Taco Shop Poets is the name of a poetry and spoken word collective formed in 1994 at a Poetry Series, Taco Shop Poetry, hosted by Adolfo Guzman-Lopez at the Centro Cultural de la Raza in Balboa Park, San Diego. It grew to a collective of over 30 poets, band members and performance artists based at El Campo Ruse on 16th St. in Downtown San Diego's East Village.

==History and work==
The Taco Shop Poets are often credited in helping to revive, redefine, and revolutionize spoken word in San Diego and elsewhere. They employed a very aggressive style of guerilla poetry central to which are its improvisational nature and combination of punk and hip-hop influences. The collective's legacy reaches far beyond southern California and has spawned numerous copy-cat groups across the USA.

In 2002, members of the Taco Shop Poets and other like-minded individuals collaborated to create an artistic space to house and develop art. This developed into the non-profit organization, Voz Alta Project. Although the poets as a collective are no longer active on Voz Alta's board, most members participate in the Voz Alta movement as it continues to host events and artists.

The Taco Shop Poets are inactive as a collective, however each of the members are involved with performing or educating throughout the USA or abroad.

==Releases==
A compilation of selected writings was released in 1999 by the Taco Shop Poets titled Chorizo Tonguefire. A compact disc by the same name featuring performances of some of the writings contained in the book was also released that year by Calaca Press.

In 2004, a second compact disc featuring offerings from raúlrsalinas and José Montoya titled Intersections was released.

The four longest standing group members, Adrian Arancibia, Adolfo Guzman-Lopez, Tomas Riley, and Miguel-Angel Soria, released a second anthology featuring their work, titled "Sugar Skull Sueños"- Paperback and Ebook (2012, Tintavox Press).
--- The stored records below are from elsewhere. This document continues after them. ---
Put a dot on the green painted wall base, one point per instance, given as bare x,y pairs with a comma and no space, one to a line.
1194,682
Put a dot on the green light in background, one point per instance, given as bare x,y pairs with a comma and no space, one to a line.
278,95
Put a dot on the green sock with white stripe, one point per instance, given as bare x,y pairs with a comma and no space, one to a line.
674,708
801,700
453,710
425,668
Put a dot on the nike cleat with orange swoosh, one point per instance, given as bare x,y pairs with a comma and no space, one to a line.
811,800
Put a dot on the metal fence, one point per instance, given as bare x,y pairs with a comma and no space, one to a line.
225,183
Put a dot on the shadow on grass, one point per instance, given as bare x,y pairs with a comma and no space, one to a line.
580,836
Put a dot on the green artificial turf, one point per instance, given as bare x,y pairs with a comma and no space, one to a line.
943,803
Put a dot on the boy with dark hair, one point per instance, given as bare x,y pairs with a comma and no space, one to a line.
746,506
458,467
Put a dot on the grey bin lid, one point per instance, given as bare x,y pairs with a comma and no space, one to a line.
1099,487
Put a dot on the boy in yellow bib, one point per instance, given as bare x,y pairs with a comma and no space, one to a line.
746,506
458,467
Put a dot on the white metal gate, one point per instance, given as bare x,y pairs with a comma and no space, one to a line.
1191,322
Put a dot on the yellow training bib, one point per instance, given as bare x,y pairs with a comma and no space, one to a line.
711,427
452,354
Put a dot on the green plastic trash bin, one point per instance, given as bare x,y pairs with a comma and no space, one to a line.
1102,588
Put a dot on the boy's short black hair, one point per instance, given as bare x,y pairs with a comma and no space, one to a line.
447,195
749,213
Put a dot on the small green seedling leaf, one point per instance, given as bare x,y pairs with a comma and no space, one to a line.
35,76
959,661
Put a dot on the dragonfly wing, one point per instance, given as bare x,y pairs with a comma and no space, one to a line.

In addition, many members have ventured out and have releases on their own. Among these are:

Adrian Arancibia:

- "AVÍSALE! The wanderings, meanderings and slanderings of a chileno in aztlán" - Chapbook Edition (2005, Self Published)

- "El nido/The nest" - Chapbook Edition (2007, Self Published)

- "Atacama Poems" - Paperback Release (2007, City Works Press)

-"The Keeper/El guardador" - Limited Edition Release/Hand-Made (2013, La Ratona Cartonera)

- Untitled - Paperback Release (2015 Parentheses Press)

Bennie Herron under the alias of Eclipse Heru:

- "Microcrusifiction" - Audio CD (1994. FDI)

- "Bak 2 Tha Future" - Audio CD (1995, FDI)

- "Seed-n-Soil" - Audio CD (circa 1999(?), Independent Release)

- "Churches and Liquor Stores Vol. 1" - Audio CD (2003, On1Ent)

Paul Phruksukarn under the alias of ThaiMex:

- "Intuition is the Key" - Audio CD (1999, Infinite Shades Music)

- "Blind Issues" - Audio CD (2000, Infinite Shades Music)

- "No Luciano Just a Drum and a Piano" - Audio CD (2001, Infinite Shades Music)

- "Brand New Starts" - Audio CD (2009)

Tomás Riley:

- "Message From the New For Real" - Audio CD (2002, Independent Release)

- "Mahcic: Selected Poems" - Paperback Release (2005, Calaca Press)
- "Post-Chicano Stress Disorder" (2008. Tinta Vox)
- "How Does the Song GO?" (2021, Tinta Vox)

==Members==
Taco Shop Poets has included poets Miguel-Angel Soria, Alurista, and collaborations from *Los Illegals, Quincy Troupe, José Montoya, Lalo Alcaraz, Willie Perdomo and Fran Ilich.